Rewetting of dry soils (i.e. from 10 to 60% water holding capacity) generated respiration pulses (up to a 30-fold increase in 2-3h) that were linked to increases in AMB rather than to changes in TMB. These responses did not vary across ecosystems or climatic regions, but were different among soils acclimated to different temperatures. Rewetting-induced increases in soil respiration rates were explained by increases in the fraction of active biomass (up to 7.3±2.6%) in heated soils, but not in unheated soils. Predictions of cumulative CO2 based on TMB observations were up to almost twice as great as predictions that assumed a 90-95% dormant fraction.
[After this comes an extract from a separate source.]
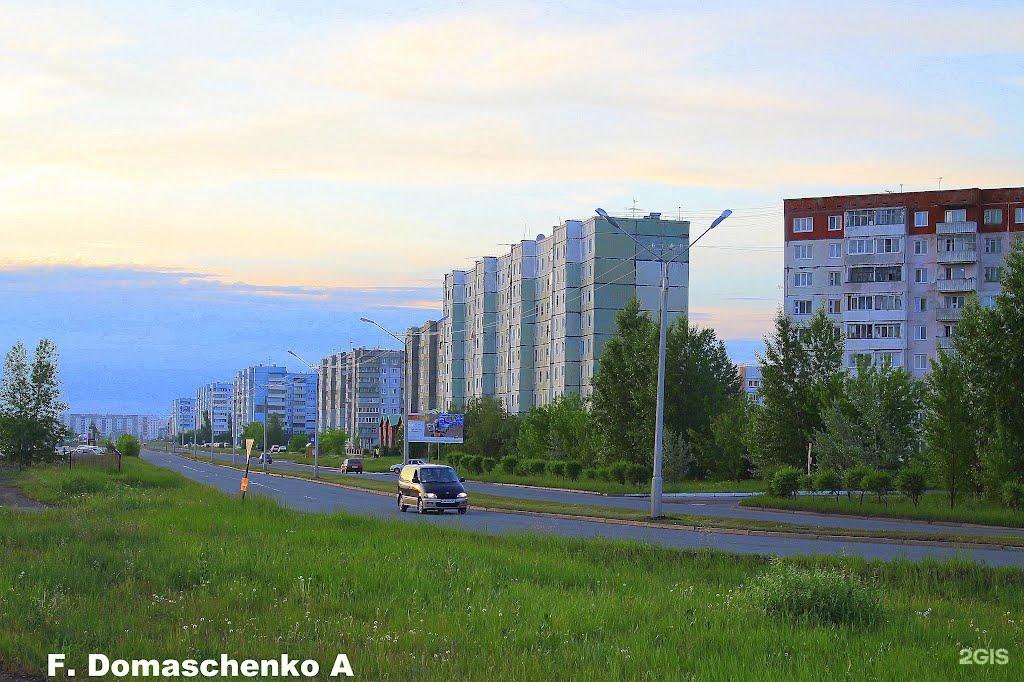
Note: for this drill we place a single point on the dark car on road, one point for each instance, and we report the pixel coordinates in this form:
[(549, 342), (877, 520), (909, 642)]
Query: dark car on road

Altogether, our findings suggest that: 1) in a variety of soils TMB is unresponsive to short-term changes in environmental conditions, 2) CO2 pulses such as those that follow rewetting events are more dependent on re-activation of dormant microbes than on microbial growth, 3) warming increases soil CO2 emissions by increasing the capacity of soils to support larger fractions of AMB (when moisture constraints are released), and 4) caution should be used when defining and parameterizing microbial biomass in models.